How are you doing? Did you get a chance to put any of the recommendations into practice from the last post here?
No matter your progress, I want you to know that I’m proud of you.
Here are a few more ideas for you to consider before making any major changes to your life the first year after you’ve been widowed.
BEWARE OF RELATIONSHIPS CHANGING.
I can’t tell you how this will look for you in your life. Some relationships will become tighter, stronger. Others will crumble and fall apart. You won’t do yourself any favors trying to figure out which are which, but give some stock to the expectation that this can happen.
This is a part of growing. Try hard not to hold on to all the ways things were. Part of growing through your grief is accepting that you will be changed – which means that your relationships will need to morph to keep up with the ever developing you. It’s not bad, but it may hurt at times; but again – grief is not comfortable.
GET BACK TO IT.
Whether it’s work or volunteering for you or playdates and piano lessons for your kiddos, try to get back to it.
If it was bringing you joy before your world dramatically changed, it may spark a bit of joy and gratitude now. Once you’re back at it for at least two months, then re-evaluate it.
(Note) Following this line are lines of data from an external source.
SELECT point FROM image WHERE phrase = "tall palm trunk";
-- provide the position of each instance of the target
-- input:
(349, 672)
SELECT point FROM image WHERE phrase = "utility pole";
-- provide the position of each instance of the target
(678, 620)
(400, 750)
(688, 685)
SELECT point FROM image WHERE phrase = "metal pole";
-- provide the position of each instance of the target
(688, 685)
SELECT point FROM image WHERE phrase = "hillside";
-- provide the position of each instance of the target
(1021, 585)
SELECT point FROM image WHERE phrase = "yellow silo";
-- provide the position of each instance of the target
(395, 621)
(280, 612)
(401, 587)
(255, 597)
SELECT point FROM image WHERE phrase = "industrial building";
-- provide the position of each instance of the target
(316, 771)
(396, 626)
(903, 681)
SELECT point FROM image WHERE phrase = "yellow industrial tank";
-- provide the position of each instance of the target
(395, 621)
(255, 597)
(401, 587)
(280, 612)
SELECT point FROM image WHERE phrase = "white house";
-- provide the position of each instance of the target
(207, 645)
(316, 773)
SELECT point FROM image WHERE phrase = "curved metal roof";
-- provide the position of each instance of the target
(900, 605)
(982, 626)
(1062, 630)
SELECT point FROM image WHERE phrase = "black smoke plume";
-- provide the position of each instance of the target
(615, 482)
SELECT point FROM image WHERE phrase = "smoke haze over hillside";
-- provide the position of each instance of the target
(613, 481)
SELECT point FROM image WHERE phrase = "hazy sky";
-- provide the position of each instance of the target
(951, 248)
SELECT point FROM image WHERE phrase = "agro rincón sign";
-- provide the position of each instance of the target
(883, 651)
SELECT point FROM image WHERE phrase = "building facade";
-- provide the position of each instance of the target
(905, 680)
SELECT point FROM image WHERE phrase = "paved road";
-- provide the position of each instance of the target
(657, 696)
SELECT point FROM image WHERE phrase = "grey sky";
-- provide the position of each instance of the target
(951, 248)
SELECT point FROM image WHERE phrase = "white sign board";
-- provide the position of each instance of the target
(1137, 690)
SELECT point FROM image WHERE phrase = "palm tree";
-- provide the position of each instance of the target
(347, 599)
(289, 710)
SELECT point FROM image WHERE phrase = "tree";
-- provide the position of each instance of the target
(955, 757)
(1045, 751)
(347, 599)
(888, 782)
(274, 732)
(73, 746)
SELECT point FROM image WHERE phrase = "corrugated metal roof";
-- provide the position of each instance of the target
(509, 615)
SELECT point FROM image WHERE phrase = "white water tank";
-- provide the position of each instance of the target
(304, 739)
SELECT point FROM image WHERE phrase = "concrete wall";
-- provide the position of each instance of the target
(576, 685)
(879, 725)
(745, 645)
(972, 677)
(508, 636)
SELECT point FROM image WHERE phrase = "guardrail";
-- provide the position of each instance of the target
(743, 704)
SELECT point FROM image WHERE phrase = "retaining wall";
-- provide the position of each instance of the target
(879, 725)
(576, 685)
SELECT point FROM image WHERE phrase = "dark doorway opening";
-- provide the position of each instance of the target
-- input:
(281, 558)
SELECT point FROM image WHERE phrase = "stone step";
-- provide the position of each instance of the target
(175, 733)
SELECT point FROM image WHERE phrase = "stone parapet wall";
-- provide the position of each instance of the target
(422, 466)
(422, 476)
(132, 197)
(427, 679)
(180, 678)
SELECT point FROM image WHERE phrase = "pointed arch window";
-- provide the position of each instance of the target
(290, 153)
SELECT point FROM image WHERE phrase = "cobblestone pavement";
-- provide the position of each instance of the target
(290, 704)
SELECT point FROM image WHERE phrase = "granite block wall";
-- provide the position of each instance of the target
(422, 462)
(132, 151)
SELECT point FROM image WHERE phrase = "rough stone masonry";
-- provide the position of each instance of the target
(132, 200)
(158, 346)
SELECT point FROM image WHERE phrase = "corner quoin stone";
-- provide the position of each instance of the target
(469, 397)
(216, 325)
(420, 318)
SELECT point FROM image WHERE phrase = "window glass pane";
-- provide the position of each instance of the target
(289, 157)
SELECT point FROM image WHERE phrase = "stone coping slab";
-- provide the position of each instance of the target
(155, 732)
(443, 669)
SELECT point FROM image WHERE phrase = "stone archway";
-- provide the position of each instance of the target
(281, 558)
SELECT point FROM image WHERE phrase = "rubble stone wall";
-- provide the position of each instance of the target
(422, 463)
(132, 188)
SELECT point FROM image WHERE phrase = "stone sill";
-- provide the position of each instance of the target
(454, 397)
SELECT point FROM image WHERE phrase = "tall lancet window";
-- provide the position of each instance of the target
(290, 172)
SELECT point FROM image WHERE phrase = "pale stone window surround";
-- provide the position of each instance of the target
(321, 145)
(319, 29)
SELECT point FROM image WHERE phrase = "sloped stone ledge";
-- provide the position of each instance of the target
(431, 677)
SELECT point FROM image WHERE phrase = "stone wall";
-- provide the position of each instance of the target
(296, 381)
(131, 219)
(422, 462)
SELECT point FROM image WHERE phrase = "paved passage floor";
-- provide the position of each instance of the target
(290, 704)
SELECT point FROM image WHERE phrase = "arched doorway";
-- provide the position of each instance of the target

Because if it’s stressing you out and causing you to have a bit of meltdown, it ain’t worth it. In this, please avoid adding something new to the calendar for the year.
I don’t mean that you should avoid trying anything new in this first year, but I do want to encourage you to say “yes” to only those types of things that you can pop in and out of with little commitment. Signing up to be your child’s “room mom” or chairing a committee may not be best.
It’s difficult to know how you may feel about the things you say yes to today, a year from now. There’s a fog over your decision making – that’s a part of grief! – and it’s difficult to predict how you may feel later today let alone how you may feel a year from now. Be gentle with yourself.
Stick with what is working and avoid adding new responsibilities.
LOVE YOURSELF WELL.
You may not be at all like me. Within a few months, I was desperate to close the cavernous gap of my loneliness. And the way that I thought of doing that was to be in a relationship. You can imagine that this was not healthy or good.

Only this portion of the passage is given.